Monday, July 5, 2010

Court of Appeals Watch

The following cases have been granted leave to appeal to the Court of Appeals:

Acosta v. City of New York - Second Department reversed a jury verdict on the basis that the plaintiff's version of the events was manifestly untrue and tailored to avoid the consequences of previous statements made by him.

Simon v. Usher - First Department held that the defendants were not entitled to the five-day extension in CPLR 2103(b)(2) for the time period set forth in CPLR 511(b) to move to change venue.

McCarthy v. Turner - at issue is whether an owner can be entitled to contribution or indemnification from a general contractor where the general contractor has the authority to direct, supervise and control the work giving rise to the injury or whether contribution or indemnification can only arise where the general contractor is actually responsible for the supervision, direction and control of the work the plaintiff was performing at the time of injury. The Supreme Court adopted the later approach, which was affirmed on appeal. On June 29th, the First Department granted leave to appeal to the Court of Appeals.

Grimm v. State of New York Department of Housing and Community Renewal -
The First Department held that the Department of Housing and Community renewal (DHCR) was incorrect to refuse to review a rent overcharge claim and would have to review for fraud. The DHCR refused to review a case involving a landlord who set an illegal rent on a rent stabilized apartment. The critical issue is whether a four-year statute of limitations for rent overcharge should be interpreted to preclude a finding of an overcharge related to a fraud that occured beyond the four-year term. A new tenant brought the petition more than four years after the initial illegal rent, but documents may show that the landlord continued to hide the original fraud.

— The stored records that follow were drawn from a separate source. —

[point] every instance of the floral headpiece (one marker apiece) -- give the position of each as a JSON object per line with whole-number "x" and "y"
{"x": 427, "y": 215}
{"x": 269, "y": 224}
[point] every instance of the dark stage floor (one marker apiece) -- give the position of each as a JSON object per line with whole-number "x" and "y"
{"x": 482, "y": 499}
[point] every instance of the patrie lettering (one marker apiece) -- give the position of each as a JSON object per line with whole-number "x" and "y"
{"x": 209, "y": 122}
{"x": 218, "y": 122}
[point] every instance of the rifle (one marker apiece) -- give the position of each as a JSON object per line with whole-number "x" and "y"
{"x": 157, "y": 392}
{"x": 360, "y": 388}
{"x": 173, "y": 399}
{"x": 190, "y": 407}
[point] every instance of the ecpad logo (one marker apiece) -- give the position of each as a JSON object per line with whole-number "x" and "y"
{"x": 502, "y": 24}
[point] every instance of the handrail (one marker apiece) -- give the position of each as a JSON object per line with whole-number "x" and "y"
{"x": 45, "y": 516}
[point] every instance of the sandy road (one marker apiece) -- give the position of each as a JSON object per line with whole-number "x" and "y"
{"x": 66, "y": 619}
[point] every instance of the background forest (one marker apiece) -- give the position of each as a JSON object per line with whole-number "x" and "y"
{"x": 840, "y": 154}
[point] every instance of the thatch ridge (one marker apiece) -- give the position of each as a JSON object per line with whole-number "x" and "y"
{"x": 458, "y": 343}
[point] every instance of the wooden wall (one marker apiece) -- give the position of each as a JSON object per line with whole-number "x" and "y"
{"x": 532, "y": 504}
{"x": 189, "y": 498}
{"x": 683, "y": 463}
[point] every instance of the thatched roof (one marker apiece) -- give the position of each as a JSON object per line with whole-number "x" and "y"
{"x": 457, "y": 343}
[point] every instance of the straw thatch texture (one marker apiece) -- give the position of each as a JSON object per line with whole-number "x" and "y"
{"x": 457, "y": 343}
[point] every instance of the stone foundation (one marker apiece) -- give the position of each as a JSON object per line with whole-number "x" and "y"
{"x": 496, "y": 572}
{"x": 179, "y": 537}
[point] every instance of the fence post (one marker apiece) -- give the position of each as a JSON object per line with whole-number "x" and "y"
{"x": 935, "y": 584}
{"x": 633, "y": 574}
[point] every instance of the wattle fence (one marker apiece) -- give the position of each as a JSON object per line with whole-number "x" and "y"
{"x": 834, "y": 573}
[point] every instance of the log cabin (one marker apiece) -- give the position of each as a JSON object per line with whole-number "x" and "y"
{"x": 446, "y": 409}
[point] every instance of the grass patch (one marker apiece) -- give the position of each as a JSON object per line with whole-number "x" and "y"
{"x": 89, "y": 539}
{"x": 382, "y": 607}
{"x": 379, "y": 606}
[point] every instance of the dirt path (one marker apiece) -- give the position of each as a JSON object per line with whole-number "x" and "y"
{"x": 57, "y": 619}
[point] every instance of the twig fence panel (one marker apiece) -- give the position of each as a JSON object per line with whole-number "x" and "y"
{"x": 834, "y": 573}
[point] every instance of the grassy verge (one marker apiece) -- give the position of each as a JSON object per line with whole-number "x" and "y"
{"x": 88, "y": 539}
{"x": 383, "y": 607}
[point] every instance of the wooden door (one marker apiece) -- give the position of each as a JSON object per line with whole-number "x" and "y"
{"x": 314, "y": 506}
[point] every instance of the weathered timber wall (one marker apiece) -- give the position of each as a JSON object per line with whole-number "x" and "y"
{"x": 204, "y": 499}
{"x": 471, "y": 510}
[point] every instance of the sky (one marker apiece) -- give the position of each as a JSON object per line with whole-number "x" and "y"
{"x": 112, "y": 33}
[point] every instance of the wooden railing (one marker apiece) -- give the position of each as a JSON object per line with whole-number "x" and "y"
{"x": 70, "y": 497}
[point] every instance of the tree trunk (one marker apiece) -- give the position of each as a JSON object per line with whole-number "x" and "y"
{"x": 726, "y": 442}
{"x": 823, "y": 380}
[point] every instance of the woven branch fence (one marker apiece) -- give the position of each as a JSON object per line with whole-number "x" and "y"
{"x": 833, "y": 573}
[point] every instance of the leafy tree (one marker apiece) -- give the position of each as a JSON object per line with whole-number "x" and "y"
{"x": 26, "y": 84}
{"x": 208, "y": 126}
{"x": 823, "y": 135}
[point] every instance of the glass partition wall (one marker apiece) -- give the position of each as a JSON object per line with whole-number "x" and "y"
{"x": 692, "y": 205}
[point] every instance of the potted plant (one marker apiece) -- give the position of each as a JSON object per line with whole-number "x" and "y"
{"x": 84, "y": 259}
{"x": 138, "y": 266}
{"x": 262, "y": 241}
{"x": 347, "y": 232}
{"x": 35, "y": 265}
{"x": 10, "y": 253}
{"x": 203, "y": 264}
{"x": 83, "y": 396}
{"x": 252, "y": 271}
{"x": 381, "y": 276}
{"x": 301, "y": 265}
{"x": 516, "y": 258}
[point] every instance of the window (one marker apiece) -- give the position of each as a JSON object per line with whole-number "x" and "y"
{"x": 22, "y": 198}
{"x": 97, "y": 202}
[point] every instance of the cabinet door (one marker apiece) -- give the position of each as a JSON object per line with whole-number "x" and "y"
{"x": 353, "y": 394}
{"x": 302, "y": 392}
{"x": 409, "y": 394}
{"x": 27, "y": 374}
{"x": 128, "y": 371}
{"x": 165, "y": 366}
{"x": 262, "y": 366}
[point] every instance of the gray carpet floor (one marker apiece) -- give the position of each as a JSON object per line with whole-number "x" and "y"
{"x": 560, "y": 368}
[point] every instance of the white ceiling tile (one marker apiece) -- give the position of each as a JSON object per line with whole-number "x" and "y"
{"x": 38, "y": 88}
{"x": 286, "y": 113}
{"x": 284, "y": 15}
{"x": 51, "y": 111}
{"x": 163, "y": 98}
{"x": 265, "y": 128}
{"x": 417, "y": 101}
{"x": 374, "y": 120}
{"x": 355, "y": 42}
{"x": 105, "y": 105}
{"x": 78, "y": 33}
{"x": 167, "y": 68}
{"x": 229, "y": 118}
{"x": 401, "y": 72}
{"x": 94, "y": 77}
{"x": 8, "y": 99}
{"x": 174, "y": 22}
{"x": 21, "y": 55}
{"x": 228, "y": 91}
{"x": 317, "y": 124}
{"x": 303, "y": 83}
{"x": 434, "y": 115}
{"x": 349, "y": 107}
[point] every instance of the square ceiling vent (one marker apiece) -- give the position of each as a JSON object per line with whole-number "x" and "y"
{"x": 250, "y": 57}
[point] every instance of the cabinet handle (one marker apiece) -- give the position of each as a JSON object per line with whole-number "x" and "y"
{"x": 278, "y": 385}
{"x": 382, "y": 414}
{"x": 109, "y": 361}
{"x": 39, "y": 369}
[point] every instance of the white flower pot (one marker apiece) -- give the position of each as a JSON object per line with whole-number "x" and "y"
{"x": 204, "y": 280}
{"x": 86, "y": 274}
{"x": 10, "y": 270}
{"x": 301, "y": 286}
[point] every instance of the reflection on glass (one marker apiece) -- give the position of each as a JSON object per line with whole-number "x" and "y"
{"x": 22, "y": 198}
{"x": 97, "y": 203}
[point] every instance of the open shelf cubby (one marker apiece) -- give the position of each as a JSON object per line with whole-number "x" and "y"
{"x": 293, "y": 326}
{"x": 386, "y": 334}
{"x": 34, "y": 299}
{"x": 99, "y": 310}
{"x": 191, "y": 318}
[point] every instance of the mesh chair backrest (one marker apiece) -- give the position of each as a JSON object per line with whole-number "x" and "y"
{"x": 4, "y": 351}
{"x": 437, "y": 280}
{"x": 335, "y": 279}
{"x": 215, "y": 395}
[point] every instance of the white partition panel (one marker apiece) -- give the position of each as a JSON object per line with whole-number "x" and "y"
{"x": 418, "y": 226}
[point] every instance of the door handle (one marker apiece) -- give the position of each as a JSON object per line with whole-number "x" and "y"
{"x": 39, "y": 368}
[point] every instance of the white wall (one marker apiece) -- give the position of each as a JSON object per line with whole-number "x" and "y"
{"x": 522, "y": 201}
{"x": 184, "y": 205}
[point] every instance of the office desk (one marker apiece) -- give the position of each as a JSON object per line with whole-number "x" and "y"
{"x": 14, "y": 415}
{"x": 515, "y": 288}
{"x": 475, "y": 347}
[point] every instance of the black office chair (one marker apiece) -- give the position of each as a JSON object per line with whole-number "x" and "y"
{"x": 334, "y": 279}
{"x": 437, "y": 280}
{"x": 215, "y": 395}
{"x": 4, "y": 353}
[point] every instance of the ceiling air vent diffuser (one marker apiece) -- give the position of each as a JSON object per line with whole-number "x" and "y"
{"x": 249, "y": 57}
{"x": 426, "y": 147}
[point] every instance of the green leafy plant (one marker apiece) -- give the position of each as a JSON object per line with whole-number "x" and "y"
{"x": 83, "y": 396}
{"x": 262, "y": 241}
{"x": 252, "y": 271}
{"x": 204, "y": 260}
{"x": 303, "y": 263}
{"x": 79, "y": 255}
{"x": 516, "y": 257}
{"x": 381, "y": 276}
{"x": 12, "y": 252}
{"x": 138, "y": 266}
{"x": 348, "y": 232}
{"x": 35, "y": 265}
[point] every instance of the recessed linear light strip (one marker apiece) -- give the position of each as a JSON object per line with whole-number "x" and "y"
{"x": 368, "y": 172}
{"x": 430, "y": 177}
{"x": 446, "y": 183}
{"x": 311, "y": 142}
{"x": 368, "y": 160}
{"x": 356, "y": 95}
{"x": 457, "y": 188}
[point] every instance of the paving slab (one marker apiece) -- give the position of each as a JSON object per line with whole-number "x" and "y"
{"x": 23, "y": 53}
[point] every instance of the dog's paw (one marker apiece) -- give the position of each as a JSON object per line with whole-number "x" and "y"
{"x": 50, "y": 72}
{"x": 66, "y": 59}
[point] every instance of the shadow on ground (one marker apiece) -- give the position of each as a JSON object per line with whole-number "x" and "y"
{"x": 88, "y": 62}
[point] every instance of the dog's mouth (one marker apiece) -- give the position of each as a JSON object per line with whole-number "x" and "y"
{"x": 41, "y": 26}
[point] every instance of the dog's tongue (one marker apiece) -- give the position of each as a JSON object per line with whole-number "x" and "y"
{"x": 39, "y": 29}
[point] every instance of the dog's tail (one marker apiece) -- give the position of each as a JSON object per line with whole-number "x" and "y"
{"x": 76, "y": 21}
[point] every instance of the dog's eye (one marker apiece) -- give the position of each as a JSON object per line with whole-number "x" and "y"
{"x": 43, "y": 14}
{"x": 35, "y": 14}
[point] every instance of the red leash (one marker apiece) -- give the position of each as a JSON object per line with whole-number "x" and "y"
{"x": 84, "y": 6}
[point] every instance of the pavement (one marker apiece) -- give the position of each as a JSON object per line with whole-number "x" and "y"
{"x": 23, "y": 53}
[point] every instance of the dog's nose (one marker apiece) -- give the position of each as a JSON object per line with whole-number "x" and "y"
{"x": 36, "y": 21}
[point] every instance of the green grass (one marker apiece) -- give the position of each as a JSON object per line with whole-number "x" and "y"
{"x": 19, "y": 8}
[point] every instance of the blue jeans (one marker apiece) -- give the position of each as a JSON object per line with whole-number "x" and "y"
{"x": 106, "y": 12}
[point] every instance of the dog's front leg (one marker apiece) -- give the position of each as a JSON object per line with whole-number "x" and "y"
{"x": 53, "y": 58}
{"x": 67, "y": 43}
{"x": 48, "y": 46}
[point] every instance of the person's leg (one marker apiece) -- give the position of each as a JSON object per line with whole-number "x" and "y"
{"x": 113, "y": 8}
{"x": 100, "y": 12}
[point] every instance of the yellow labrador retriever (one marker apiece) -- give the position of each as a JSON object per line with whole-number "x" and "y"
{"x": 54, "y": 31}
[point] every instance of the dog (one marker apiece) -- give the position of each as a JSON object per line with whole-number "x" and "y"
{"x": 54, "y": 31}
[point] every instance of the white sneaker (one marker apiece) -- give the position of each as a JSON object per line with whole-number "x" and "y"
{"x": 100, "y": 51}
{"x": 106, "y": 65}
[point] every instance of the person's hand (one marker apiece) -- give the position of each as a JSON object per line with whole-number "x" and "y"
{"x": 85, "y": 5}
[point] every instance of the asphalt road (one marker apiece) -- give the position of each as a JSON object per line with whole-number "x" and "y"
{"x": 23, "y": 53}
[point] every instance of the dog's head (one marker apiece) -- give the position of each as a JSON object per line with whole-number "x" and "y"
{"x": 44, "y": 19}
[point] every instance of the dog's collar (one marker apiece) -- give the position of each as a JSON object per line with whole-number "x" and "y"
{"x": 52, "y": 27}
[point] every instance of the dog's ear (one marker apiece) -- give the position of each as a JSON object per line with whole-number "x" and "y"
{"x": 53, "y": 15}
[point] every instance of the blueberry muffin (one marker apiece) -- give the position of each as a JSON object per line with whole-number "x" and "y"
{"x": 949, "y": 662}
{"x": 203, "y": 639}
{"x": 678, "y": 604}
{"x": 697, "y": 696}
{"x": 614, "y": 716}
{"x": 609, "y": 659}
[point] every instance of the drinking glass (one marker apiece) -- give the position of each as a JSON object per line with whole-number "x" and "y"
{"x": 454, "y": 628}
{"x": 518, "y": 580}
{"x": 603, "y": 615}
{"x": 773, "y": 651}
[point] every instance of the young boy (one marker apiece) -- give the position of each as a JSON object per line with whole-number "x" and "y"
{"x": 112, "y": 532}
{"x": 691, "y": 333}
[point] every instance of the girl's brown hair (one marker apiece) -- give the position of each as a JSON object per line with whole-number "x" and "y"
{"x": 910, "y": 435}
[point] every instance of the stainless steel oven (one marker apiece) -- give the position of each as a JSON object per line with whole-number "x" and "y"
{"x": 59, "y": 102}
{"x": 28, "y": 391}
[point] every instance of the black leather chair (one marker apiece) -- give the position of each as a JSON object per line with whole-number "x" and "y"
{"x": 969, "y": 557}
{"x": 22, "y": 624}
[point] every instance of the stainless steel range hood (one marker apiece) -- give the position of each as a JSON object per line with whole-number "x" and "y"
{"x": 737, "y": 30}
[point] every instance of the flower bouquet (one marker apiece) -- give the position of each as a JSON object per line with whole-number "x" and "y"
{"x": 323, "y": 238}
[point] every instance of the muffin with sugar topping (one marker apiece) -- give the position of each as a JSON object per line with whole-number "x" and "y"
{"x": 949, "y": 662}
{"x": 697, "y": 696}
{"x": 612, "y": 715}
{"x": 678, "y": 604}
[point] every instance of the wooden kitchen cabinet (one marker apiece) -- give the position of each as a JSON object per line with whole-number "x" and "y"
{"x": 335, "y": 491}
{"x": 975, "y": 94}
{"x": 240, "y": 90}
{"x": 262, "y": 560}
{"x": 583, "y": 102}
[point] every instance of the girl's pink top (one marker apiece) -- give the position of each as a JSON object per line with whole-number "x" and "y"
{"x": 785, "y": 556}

Groninger v. Village of Mamaroneck - The Second Department affirmed dismissal of a plaintiff's slip and fall claim due to a lack of prior written notice. The plaintiff slipped and fell on an ice patch in a municipal parking lot. The village moved for and the trial court granted summary judgment because that the village had not received prior written notice of the icy condition as required by Village Law. At the Court of Appeals, the issue will likely center on whether applying the Village Law was inconsistent with Walker v. Town of Hempstead. In Walker, the Court of Appeals declared a similar written notice provision of the Hempstead Code inconsistent with state law.

Perl v. Meher - The Second Department affirmed dismissal of a serious injury car accident case because the treating physician did not record objective results of range of motion tests taken shortly after the accident to a level of specificity sufficient for the Second Department. A dissenting Justice noted that while the contemporaneous examination failed to state the results with specificity, it did allege there were objective limits, and the Justice also noted that a later examination was satisfactory.

Ridge Road Fire District v. Schiano - The Fourth Department reinstated a hearing officer's determination that granted a firefighter benefits for a work-related back injury. The firefighter’s employer originally denied the claim for benefits because of some evidence of non-work related back injuries, but a hearing officer vacated the denial on appeal. The claim has bounced around between the hearing officer and Supreme Court due to mistakes in the standard of review, but at its core, it seems the disagreement between the hearing officer and Supreme Court was the outcome.